La respuesta no es automática y conviene matizarla, porque en este terreno los detalles importan más que las apariencias.

El primer foco de atención está en el Impuesto sobre Sociedades. Cuando más del 50 % del activo de una entidad está compuesto por valores, surge una alerta clásica: el riesgo de que Hacienda la califique como sociedad patrimonial.
La consecuencia no es menor. Una sociedad patrimonial pierde acceso a incentivos relevantes, como los beneficios de empresa de reducida dimensión, y ve limitada la compensación de bases imponibles negativas en determinadas operaciones societarias. En términos fiscales, es una etiqueta incómoda.
Ahora bien, no todos los valores cuentan a la hora de hacer ese cálculo.
Las participaciones que no computan
La normativa excluye del cómputo aquellas participaciones de al menos el 5 % en sociedades no patrimoniales, siempre que se mantengan durante un año y exista una gestión efectiva de esas participaciones.
Aquí es donde muchos holdings sin empleados se preguntan si están en problemas.
La respuesta es clara: no es obligatorio tener plantilla propia. La gestión puede realizarla el propio administrador del holding, siempre que exista una retribución real y acreditable por esa función.
Ese matiz marca la diferencia. Si el administrador dirige, controla y gestiona las participaciones y cobra por ello, Hacienda no puede afirmar que la sociedad carece de medios para ejercer su actividad. El holding deja de ser pasiva a efectos fiscales.
Eso sí, conviene dejarlo bien atado. La retribución del administrador y su función gestora deben estar previstas en los estatutos y documentadas. No es una formalidad menor, es la línea que separa una estructura fiscalmente defendible de una discutible.
IVA: cuando el problema no es quién trabaja, sino qué se hace
Si en el Impuesto sobre Sociedades el debate gira en torno a la gestión, en el IVA la clave es distinta: la naturaleza de la actividad.
Cuando un holding se limita a poseer participaciones, cobrar dividendos y venderlas de forma ocasional, Hacienda la considera un holding puro. En ese escenario no hay actividad económica a efectos de IVA.

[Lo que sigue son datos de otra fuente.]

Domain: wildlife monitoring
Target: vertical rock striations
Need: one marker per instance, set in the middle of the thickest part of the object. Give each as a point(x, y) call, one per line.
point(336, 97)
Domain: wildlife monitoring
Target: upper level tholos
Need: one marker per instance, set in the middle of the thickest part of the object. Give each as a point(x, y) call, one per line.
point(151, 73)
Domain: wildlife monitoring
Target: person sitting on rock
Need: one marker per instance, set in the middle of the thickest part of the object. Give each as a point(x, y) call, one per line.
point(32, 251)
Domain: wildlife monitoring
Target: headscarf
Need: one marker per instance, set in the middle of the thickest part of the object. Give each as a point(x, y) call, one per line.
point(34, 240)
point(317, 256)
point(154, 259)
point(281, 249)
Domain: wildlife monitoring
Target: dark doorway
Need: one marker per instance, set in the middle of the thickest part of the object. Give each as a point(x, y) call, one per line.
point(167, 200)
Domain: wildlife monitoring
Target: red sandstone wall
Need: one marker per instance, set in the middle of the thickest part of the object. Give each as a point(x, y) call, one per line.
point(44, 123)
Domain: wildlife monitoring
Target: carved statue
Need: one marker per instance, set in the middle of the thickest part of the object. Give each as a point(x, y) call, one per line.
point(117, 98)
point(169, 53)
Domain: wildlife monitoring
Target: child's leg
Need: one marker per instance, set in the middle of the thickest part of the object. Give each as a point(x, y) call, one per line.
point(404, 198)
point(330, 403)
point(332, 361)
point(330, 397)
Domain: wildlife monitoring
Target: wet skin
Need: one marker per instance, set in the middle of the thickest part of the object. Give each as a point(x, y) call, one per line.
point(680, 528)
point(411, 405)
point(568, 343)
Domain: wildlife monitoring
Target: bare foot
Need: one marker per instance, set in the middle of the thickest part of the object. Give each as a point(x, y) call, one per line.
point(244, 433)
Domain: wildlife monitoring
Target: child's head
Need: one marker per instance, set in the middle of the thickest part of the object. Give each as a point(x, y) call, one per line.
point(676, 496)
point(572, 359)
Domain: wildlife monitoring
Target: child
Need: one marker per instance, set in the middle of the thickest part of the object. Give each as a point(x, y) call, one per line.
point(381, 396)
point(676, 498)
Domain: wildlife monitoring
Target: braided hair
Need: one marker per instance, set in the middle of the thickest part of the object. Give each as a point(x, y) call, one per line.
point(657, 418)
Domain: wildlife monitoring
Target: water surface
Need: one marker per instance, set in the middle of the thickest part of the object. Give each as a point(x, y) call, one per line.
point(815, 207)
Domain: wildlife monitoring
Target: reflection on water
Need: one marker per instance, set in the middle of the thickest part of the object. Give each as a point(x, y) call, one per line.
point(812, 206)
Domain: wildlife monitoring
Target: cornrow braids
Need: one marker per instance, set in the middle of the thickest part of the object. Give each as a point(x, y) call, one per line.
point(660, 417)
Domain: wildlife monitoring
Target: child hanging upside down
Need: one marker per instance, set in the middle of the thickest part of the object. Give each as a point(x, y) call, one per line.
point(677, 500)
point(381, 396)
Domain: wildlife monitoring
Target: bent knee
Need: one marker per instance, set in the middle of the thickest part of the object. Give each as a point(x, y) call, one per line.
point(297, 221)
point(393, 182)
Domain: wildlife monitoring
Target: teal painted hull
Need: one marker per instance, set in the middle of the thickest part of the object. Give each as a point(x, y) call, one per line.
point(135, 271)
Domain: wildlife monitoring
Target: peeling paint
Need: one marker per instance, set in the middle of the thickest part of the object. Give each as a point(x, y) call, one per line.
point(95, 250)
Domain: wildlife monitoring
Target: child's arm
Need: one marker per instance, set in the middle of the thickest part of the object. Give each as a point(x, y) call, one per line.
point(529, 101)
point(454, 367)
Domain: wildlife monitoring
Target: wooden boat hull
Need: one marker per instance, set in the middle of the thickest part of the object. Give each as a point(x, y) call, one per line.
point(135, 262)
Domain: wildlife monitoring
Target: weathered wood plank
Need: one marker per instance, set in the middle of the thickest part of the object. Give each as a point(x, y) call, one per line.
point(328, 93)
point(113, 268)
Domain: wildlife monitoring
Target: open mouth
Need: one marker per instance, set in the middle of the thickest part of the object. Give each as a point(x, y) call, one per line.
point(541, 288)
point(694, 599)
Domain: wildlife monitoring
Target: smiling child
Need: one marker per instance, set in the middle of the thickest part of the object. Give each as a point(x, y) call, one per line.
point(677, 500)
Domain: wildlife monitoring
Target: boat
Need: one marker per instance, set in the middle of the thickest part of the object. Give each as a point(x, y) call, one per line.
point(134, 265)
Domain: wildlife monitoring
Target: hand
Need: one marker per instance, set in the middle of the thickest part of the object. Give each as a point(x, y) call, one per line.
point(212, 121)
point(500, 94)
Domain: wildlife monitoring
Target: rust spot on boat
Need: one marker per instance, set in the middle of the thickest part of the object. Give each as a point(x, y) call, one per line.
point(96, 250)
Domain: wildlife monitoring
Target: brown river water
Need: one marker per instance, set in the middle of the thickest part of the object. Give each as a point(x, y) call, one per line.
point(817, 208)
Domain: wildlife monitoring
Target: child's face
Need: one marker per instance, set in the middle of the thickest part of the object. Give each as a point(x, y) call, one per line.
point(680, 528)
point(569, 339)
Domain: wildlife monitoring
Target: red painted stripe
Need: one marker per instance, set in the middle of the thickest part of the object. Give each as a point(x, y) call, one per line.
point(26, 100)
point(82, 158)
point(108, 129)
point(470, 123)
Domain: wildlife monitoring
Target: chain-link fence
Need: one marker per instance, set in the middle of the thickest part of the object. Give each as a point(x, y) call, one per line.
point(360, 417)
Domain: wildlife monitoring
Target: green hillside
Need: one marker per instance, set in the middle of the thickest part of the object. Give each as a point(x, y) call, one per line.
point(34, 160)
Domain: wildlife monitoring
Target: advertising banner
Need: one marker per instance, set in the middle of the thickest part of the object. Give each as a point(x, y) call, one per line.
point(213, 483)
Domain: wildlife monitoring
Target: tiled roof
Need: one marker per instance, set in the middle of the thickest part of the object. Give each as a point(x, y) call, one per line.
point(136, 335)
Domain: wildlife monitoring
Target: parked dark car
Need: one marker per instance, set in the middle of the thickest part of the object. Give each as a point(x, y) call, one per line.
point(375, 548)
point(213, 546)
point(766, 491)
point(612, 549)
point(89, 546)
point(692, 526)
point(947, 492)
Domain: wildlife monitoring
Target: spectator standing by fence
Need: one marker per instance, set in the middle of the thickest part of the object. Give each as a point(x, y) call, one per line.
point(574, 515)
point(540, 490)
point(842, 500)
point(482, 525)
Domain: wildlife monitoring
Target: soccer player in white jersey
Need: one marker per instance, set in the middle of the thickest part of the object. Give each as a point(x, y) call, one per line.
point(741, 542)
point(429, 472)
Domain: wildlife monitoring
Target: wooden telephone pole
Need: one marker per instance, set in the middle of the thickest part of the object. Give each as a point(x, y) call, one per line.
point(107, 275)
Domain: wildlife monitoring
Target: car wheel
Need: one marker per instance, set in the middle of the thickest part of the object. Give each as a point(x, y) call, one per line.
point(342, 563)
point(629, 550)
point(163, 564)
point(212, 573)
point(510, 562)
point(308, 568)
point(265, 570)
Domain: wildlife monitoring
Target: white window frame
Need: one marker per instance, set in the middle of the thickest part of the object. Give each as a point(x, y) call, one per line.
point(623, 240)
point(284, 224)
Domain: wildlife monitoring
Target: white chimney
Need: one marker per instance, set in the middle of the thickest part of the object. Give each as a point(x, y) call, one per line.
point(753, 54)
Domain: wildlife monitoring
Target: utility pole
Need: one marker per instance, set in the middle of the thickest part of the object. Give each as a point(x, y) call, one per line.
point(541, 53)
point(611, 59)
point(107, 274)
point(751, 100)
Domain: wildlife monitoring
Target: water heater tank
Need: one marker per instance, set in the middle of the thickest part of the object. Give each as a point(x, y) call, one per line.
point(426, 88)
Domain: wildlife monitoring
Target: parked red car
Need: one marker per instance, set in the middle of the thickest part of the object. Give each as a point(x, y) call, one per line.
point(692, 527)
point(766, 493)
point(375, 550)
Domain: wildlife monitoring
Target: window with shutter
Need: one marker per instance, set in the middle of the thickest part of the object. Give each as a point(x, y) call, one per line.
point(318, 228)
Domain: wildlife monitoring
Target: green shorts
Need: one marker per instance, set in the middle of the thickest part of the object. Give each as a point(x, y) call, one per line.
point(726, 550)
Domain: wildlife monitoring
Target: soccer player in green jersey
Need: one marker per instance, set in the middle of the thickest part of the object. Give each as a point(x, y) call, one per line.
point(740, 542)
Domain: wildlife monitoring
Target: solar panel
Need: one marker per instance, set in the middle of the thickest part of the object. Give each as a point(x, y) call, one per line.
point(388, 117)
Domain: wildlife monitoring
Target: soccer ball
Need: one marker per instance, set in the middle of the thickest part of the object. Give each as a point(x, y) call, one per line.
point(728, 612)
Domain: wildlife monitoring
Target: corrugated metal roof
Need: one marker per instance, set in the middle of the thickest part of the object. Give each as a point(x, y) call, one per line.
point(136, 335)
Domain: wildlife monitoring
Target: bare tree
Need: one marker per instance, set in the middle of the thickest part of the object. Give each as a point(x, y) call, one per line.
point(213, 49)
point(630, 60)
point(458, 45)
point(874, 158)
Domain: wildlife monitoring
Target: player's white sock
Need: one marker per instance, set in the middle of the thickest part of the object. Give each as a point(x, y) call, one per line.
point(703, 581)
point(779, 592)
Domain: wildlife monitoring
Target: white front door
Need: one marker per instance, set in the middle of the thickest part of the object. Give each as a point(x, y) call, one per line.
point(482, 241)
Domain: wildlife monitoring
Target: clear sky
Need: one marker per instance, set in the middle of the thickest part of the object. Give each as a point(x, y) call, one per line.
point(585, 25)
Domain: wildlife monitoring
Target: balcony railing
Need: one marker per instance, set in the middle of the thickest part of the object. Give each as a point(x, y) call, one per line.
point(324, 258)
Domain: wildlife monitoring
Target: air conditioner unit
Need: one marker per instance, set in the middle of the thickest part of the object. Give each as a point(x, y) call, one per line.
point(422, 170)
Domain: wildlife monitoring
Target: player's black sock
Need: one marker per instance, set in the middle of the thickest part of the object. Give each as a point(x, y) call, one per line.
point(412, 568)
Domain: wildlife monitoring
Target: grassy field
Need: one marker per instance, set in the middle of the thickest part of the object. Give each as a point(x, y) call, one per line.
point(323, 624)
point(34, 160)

El resultado es contundente: el IVA soportado en gastos no es deducible, por mucho que esos gastos existan y sean reales.
El panorama cambia si el holding presta servicios a sus filiales. Servicios de administración, contabilidad, informática, recursos humanos o dirección estratégica, por ejemplo.
En ese caso, el holding deja de ser un mero tenedor de participaciones y pasa a ser un holding mixto, que repercute IVA por los servicios prestados y, por tanto, puede deducir el IVA soportado.
Aquí tampoco es imprescindible tener trabajadores en nómina. Los servicios pueden prestarse:
Lo relevante no es el organigrama, sino que exista una intervención real en la actividad de las participadas utilizando medios empresariales o profesionales.
Un holding sin trabajadores no es, por definición, una sociedad problemática. Puede no ser patrimonial y puede deducir IVA. Pero nada de eso ocurre por inercia.
Todo depende de cómo se articule la gestión, de si existe retribución al administrador, de qué servicios se prestan realmente a las filiales y de cómo se documenta esa realidad.
En estructuras de grupo, el error más común no es la falta de empleados, sino confiar en que la forma jurídica se explica sola. Hacienda no lo hace. Analiza funciones, medios y hechos.
Y ahí es donde un holding bien diseñado se defiende. Una mal planteada, no.